Título: Diagnóstico insuspeito
Autor:
Fonte: O Estado de São Paulo, 10/05/2005, Editoriais, p. A3

No mesmo dia em que terminou o prazo para a indicação dos 15 nomes que integrarão o Conselho Nacional de Justiça (CNJ), o presidente do Supremo Tribunal Federal (STF), Nelson Jobim, divulgou os números do mais completo levantamento já realizado sobre os diferentes setores e instâncias da Justiça brasileira. É com base nele que o CNJ, o órgão criado em dezembro pelo Congresso para promover o controle externo sobre a magistratura e planejar a reforma do Judiciário, começará a trabalhar quando for instalado, em junho. Iniciada há dois anos, a pesquisa apurou que a ineficácia de nossas instituições judiciais não decorre do número insuficiente de juízes, como a corporação sempre alegou. Ao todo, o País tem hoje 13.474 magistrados, o que dá a média de 7,62 para cada 100 mil habitantes, um índice superior ao recomendado como ideal pela Organização das Nações Unidas (ONU). O problema está no anacronismo da legislação processual, que permite aos advogados utilizar até 120 recursos para protelar uma sentença, e na má gestão dos recursos financeiros postos à disposição da Justiça.

Embora ela custe aos cofres públicos quase R$ 20 bilhões por ano, na maioria dos casos esse dinheiro é gasto de modo perdulário, quase sempre com salários vultosos e excesso de funcionários. No Tribunal de Justiça do Piauí, por exemplo, onde os desembargadores trabalham apenas meio expediente por dia e alguns chegam a receber até R$ 40 mil de vencimentos, mais de 95% do orçamento anual é consumido pela folha de pagamento. Instalada em 26 Estados e em Brasília, a Justiça Federal tem 180 mil serventuários. A média é de 112 por 100 mil habitantes, muito mais do que o dobro da média internacional.

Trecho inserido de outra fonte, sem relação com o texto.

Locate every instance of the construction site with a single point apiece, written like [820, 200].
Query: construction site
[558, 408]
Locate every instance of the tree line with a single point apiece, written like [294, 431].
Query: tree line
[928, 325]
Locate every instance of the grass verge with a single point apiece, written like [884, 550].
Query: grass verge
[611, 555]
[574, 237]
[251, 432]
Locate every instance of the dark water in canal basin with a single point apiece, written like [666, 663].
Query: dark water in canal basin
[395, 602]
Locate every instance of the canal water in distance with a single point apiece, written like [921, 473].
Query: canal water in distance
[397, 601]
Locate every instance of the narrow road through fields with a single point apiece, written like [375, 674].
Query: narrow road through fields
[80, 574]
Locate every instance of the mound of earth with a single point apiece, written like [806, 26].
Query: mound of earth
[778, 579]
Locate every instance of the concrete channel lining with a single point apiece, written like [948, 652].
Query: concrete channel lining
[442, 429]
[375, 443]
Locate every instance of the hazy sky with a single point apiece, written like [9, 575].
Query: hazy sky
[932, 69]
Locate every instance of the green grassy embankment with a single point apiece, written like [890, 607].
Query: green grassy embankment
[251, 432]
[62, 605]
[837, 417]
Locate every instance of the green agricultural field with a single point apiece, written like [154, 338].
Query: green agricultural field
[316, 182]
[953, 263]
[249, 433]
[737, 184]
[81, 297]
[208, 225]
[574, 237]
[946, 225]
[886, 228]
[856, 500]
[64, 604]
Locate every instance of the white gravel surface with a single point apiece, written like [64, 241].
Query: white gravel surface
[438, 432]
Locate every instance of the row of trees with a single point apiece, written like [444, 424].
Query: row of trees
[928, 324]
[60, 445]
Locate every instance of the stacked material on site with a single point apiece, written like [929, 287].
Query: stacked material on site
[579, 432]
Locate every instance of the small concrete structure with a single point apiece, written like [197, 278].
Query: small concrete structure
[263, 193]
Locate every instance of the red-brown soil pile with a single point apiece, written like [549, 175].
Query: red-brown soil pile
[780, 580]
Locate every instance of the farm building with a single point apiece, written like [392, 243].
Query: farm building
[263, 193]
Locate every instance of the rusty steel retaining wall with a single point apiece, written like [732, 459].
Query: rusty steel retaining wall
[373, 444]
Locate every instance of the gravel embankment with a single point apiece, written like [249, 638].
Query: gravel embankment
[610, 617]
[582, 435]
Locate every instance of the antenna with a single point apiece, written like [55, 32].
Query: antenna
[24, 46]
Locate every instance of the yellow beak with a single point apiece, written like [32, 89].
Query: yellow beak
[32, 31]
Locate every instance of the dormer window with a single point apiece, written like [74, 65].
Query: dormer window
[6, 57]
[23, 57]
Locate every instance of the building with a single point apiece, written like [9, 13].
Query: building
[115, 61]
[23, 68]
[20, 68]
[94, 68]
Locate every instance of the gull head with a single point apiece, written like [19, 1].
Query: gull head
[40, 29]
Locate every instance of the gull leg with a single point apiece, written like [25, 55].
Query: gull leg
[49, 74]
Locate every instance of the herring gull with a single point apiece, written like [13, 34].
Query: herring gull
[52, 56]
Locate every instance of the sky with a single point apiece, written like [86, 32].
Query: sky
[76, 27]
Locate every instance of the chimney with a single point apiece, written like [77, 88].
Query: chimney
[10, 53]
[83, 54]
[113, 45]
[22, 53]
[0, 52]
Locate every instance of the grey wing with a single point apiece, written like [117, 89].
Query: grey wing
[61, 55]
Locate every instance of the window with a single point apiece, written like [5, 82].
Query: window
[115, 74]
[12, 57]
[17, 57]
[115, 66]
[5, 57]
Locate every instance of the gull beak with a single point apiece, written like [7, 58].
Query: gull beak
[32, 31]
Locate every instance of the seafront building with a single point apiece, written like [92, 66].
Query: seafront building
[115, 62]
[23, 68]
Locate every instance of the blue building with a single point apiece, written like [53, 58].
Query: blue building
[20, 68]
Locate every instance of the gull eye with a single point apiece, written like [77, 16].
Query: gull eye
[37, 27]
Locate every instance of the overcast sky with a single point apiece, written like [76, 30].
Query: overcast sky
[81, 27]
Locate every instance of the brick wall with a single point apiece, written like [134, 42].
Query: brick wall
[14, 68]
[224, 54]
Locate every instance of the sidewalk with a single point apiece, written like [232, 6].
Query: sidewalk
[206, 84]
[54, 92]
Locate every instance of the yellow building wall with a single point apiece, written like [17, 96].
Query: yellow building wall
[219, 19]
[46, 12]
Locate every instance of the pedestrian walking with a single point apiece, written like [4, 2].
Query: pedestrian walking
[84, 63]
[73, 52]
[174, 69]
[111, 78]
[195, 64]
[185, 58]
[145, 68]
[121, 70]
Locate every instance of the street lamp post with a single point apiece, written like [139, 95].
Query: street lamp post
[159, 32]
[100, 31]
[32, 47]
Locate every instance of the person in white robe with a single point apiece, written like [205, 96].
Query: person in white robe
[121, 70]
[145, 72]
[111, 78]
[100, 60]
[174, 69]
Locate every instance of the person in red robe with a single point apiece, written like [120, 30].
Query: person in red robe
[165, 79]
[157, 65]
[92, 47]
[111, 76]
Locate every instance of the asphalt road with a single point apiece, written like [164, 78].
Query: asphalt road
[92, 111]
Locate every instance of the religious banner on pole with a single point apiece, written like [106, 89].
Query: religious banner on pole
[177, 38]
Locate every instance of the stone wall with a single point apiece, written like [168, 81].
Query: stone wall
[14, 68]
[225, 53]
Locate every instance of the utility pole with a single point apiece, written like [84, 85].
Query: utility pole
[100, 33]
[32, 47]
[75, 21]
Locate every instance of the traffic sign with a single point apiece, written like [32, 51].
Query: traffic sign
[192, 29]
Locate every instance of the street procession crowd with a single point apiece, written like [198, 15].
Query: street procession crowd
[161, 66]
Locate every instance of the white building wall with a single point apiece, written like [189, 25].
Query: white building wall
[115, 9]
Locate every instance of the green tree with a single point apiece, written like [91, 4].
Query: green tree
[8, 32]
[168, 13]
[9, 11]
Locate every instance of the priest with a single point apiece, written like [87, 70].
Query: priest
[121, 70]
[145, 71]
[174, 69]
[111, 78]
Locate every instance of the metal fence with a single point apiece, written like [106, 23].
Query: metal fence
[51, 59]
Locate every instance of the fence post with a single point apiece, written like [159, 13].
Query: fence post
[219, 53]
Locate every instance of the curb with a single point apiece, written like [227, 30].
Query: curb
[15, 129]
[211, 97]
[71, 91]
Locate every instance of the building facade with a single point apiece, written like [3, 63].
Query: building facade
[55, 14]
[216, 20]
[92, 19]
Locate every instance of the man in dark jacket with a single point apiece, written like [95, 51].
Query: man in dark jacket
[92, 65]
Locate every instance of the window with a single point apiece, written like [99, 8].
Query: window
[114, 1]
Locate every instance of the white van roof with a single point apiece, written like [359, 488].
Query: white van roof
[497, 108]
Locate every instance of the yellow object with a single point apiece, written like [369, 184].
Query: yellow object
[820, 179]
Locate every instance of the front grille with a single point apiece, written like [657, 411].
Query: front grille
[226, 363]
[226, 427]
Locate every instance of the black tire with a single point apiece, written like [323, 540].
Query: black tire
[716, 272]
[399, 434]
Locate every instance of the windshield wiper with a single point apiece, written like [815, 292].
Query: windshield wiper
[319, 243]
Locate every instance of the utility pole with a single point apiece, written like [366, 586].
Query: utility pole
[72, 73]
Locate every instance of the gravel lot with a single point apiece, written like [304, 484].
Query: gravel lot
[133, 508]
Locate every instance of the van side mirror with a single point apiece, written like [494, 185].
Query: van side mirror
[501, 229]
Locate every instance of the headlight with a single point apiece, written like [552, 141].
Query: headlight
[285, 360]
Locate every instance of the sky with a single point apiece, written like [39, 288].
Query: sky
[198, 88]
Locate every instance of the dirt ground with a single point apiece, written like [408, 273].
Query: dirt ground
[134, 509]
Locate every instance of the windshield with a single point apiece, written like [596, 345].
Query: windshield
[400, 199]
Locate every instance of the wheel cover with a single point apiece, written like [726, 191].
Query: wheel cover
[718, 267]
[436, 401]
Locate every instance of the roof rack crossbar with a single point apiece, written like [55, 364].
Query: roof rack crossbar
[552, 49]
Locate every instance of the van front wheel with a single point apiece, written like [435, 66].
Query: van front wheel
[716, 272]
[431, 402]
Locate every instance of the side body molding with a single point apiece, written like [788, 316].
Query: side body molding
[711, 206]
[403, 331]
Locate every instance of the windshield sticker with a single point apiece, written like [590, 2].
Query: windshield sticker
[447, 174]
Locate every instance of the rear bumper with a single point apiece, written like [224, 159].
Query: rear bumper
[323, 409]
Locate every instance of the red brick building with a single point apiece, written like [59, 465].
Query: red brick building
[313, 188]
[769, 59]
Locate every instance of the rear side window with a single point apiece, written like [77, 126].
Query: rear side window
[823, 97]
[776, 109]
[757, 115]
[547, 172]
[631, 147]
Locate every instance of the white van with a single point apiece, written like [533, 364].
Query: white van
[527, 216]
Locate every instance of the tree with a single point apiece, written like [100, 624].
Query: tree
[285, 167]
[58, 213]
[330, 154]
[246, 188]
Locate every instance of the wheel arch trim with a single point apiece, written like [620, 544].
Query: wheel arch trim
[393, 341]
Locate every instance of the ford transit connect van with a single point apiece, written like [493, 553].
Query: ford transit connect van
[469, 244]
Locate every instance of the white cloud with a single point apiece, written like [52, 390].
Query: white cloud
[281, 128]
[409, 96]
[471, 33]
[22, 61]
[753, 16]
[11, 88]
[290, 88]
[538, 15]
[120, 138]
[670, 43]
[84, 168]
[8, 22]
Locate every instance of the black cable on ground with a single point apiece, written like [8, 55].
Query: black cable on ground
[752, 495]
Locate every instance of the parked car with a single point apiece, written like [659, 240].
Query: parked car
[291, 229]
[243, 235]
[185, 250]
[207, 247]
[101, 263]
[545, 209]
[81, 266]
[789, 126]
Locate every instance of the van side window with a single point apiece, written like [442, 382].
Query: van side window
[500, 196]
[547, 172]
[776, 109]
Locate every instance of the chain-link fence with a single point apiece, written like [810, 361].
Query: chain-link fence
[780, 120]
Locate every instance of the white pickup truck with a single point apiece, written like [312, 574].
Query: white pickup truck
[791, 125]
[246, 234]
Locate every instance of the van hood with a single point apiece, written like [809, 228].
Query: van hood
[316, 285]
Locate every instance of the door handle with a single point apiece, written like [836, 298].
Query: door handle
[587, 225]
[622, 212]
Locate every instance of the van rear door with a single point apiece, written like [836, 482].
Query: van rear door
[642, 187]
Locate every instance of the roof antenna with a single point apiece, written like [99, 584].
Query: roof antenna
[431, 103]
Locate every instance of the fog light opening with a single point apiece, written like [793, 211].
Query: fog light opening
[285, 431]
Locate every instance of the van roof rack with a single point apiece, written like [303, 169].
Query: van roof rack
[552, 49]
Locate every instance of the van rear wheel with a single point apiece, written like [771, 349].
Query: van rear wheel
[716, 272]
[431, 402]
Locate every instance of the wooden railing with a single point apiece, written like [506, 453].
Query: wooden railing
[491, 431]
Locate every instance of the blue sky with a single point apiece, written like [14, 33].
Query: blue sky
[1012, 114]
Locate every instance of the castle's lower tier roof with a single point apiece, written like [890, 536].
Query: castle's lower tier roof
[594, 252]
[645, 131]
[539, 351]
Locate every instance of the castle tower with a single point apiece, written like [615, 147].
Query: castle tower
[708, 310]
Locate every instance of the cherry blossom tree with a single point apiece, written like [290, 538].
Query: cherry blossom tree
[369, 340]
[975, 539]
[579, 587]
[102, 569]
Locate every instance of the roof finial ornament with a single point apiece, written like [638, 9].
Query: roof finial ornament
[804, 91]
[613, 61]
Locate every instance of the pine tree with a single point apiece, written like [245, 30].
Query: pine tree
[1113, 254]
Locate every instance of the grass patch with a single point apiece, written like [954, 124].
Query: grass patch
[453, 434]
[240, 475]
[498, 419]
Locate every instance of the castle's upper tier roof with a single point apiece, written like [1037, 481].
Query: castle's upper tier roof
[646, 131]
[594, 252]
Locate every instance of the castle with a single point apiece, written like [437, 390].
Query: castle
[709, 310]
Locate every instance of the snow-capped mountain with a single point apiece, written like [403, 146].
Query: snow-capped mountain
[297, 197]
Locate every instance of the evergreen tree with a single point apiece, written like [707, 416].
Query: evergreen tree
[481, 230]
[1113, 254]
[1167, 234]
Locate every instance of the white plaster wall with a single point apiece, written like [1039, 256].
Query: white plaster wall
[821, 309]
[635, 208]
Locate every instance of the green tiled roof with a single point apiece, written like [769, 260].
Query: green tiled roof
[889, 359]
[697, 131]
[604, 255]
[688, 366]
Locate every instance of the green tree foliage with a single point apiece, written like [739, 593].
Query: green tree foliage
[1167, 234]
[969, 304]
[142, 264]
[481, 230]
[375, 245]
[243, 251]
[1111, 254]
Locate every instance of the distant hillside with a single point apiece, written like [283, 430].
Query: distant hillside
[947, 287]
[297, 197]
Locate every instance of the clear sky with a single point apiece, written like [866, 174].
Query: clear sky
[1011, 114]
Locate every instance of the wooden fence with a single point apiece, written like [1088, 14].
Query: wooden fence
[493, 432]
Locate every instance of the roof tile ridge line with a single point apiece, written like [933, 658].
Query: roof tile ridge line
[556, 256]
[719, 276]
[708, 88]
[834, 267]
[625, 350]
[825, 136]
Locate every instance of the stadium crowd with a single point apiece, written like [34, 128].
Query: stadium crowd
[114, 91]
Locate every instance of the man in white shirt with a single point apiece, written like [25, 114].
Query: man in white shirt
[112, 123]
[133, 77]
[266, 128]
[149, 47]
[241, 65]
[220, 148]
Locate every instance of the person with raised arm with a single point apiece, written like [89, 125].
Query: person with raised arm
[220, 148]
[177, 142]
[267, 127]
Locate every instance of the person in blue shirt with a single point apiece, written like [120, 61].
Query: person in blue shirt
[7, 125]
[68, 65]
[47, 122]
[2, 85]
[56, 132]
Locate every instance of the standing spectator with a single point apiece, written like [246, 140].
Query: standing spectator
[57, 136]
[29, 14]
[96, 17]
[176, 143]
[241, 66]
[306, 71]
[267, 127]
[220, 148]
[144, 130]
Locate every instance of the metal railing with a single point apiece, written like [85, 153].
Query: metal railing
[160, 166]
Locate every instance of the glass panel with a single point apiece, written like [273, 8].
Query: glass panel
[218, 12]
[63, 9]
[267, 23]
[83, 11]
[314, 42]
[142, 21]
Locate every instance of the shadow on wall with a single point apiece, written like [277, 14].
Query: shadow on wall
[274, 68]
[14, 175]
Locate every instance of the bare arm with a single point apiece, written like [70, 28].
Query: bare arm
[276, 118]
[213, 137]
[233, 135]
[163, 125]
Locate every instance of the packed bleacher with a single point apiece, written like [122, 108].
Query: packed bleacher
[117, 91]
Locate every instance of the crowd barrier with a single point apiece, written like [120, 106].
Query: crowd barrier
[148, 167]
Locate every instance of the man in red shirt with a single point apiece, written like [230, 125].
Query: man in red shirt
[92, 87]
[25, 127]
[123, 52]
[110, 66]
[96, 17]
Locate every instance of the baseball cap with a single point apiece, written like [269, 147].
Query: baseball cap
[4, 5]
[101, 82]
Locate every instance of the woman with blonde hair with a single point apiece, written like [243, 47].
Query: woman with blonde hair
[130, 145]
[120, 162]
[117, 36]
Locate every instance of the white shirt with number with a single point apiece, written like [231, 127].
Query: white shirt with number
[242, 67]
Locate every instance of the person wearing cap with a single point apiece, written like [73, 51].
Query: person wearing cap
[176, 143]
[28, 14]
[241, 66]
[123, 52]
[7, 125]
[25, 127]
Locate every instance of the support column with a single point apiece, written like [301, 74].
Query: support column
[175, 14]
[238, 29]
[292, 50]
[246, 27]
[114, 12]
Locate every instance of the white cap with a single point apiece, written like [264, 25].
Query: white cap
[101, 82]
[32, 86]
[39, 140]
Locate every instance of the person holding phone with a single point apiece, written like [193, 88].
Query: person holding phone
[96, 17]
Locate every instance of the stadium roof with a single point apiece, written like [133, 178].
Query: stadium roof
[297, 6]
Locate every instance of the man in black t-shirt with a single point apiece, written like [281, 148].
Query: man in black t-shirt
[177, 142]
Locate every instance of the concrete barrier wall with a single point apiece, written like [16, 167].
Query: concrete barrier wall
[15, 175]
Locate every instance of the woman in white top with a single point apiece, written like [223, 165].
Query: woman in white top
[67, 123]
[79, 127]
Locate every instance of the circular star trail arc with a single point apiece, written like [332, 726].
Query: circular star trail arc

A pesquisa do STF informa que o Judiciário brasileiro tem 246.632 servidores, o que dá a média de 139,4 por 100 mil habitantes. No Japão e na Coréia do Sul, os tribunais têm, respectivamente, 19 e 27 funcionários por 100 mil habitantes. É por isso que nossas diferentes cortes precisam de uma revolução gerencial, para acabar com essas distorções. Considerada a melhor do país, a Defensoria Pública de Mato Grosso do Sul gasta R$ 53 por atendimento. Na do Piauí, apontada como uma das menos eficientes, esse valor sobe para R$ 432.

Já, em termos de produtividade, de cada 100 novos processos que dão entrada nas diferentes instâncias e braços do Judiciário, apenas 40,7 são julgados no mesmo ano. Os demais 59,3 têm seu julgamento postergado para os anos seguintes. Em algumas cortes, o tempo médio de espera de uma sentença definitiva é superior a mais de uma década. Nas instâncias superiores, o Superior Tribunal de Justiça é o que julga mais rápido, enquanto o Tribunal Superior do Trabalho é o mais lento. Nas instâncias inferiores, a Justiça Federal e as Justiças estaduais do Ceará e de São Paulo estão entre as mais congestionadas. Ao todo são 116 milhões de processos em tramitação.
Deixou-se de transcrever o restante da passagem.